Derrière : M87 Labs, une équipe de trois anciens d'AWS. Devant : 9 300 étoiles sur GitHub et un écosystème qui grandit vite.
Trois modèles, trois usages
Moondream existe en trois variantes :
Moondream 0.5B — 500 millions de paramètres, entre 375 et 479 Mo à télécharger. Conçu pour l'embarqué. Il tourne sur un Raspberry Pi, un smartphone, un microcontrôleur. Pas de GPU nécessaire. L'idée : de la vision par ordinateur sur des appareils qui coûtent 50 euros.
Moondream 2B — 2 milliards de paramètres, le modèle principal. Captioning court ou long, questions-réponses visuelles avec raisonnement ancré (« grounded reasoning »), détection d'objets, pointage, lecture de documents. Benchmarks récents : 77,5 sur ChartQA, 80,4 sur ScreenSpot (compréhension d'interface), 79,3 sur DocVQA. Génération de texte 20 à 40 % plus rapide grâce à un tokenizer « superword ».

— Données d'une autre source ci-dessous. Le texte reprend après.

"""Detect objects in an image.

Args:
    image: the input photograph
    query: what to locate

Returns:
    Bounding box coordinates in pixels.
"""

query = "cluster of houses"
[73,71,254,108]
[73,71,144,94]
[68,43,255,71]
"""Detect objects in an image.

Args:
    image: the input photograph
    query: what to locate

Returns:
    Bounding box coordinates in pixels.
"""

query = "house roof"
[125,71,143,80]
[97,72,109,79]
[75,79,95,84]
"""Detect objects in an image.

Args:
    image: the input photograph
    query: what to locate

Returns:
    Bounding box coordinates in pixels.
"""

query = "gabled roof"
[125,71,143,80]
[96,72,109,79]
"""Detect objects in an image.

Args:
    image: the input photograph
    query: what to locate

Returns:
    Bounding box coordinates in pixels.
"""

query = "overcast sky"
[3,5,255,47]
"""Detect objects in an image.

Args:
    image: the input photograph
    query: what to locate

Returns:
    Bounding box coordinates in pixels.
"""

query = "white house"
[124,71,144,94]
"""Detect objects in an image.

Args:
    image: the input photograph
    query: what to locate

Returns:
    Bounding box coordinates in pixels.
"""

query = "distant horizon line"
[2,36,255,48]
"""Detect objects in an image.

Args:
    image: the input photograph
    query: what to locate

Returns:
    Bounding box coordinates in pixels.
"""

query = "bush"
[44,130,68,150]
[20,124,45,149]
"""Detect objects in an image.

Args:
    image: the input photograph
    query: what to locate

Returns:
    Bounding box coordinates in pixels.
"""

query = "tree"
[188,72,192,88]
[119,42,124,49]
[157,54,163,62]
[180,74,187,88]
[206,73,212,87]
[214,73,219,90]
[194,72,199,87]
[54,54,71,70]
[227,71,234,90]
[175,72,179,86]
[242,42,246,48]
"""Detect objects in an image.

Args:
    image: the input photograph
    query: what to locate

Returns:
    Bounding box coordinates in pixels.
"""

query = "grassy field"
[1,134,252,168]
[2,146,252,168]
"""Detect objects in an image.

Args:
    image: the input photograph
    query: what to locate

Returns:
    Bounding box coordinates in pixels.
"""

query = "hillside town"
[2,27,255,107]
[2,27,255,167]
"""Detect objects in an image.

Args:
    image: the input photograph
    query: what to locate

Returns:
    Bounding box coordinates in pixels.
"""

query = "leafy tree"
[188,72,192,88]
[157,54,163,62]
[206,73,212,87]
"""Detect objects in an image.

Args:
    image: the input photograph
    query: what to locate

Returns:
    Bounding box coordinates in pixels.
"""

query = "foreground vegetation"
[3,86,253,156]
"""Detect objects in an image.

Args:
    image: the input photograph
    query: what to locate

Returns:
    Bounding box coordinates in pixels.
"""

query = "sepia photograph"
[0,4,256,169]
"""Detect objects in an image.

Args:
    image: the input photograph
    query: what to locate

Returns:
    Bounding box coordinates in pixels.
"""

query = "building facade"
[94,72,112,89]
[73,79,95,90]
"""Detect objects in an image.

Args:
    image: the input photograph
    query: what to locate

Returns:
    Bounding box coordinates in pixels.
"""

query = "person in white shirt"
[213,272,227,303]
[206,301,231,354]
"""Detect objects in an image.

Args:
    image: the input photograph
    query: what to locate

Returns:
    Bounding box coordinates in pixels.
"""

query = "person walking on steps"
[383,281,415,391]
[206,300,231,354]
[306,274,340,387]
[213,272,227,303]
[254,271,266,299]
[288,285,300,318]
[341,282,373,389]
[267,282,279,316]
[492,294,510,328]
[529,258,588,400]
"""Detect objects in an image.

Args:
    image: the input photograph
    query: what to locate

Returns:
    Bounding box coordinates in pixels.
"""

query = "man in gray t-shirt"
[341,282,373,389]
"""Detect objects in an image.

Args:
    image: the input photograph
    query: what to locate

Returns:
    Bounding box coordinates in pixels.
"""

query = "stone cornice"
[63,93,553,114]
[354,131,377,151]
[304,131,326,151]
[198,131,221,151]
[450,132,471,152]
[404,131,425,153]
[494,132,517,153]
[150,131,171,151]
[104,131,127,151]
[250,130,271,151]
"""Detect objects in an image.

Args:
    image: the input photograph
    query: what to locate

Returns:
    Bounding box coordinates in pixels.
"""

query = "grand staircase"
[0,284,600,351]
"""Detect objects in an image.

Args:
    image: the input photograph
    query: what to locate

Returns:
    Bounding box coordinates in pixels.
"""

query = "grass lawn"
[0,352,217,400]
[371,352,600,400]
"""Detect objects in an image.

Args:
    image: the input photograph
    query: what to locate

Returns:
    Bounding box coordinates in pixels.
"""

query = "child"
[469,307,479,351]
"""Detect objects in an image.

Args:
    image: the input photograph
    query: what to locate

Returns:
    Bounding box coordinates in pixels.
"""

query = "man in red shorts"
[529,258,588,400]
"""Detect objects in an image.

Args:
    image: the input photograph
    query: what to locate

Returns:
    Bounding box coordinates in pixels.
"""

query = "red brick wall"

Moondream 3.0 (preview) — L'artillerie lourde. Architecture mixture-of-experts : 9 milliards de paramètres au total, 64 experts, 8 activés par token, soit 2 milliards de paramètres actifs à chaque inférence. Fenêtre de contexte de 32 000 tokens. Encodeur visuel SigLIP avec multi-cropping pour les images haute résolution.
David contre Goliath
Le fait marquant : Moondream 3.0, avec ses 2 milliards de paramètres actifs, surpasse GPT-5, Gemini et Claude 4 sur plusieurs benchmarks de vision — notamment en détection d'objets (COCO : 51,2, soit +20,7 % par rapport à la version précédente) et en compréhension d'interface utilisateur.
Le tout entraîné sur environ 450 milliards de tokens. Les modèles concurrents ? Des milliers de milliards. Moondream fait plus avec moins, beaucoup moins.
Pourquoi c'est important
Trois raisons.
L'edge computing devient intelligent. Jusqu'ici, la vision par ordinateur sur appareils embarqués se limitait à la classification basique. Moondream 0.5B permet de la compréhension visuelle complète — questions-réponses, détection, OCR — sur du matériel à quelques dizaines d'euros. Drones, caméras de surveillance, robots, dispositifs médicaux portables.
L'open source rattrape le propriétaire. Un modèle Apache 2.0, gratuit, modifiable, déployable sans API payante, qui bat des modèles fermés sur des tâches ciblées. Le rapport qualité/poids est imbattable.
L'architecture MoE prouve sa valeur. Le mixture-of-experts n'active qu'une fraction des paramètres à chaque requête. C'est ce qui permet à Moondream 3.0 de rivaliser avec des modèles 50 à 100 fois plus lourds. Cette approche — déjà utilisée par Mistral et d'autres — confirme que l'avenir de l'IA n'est pas forcément dans le gigantisme.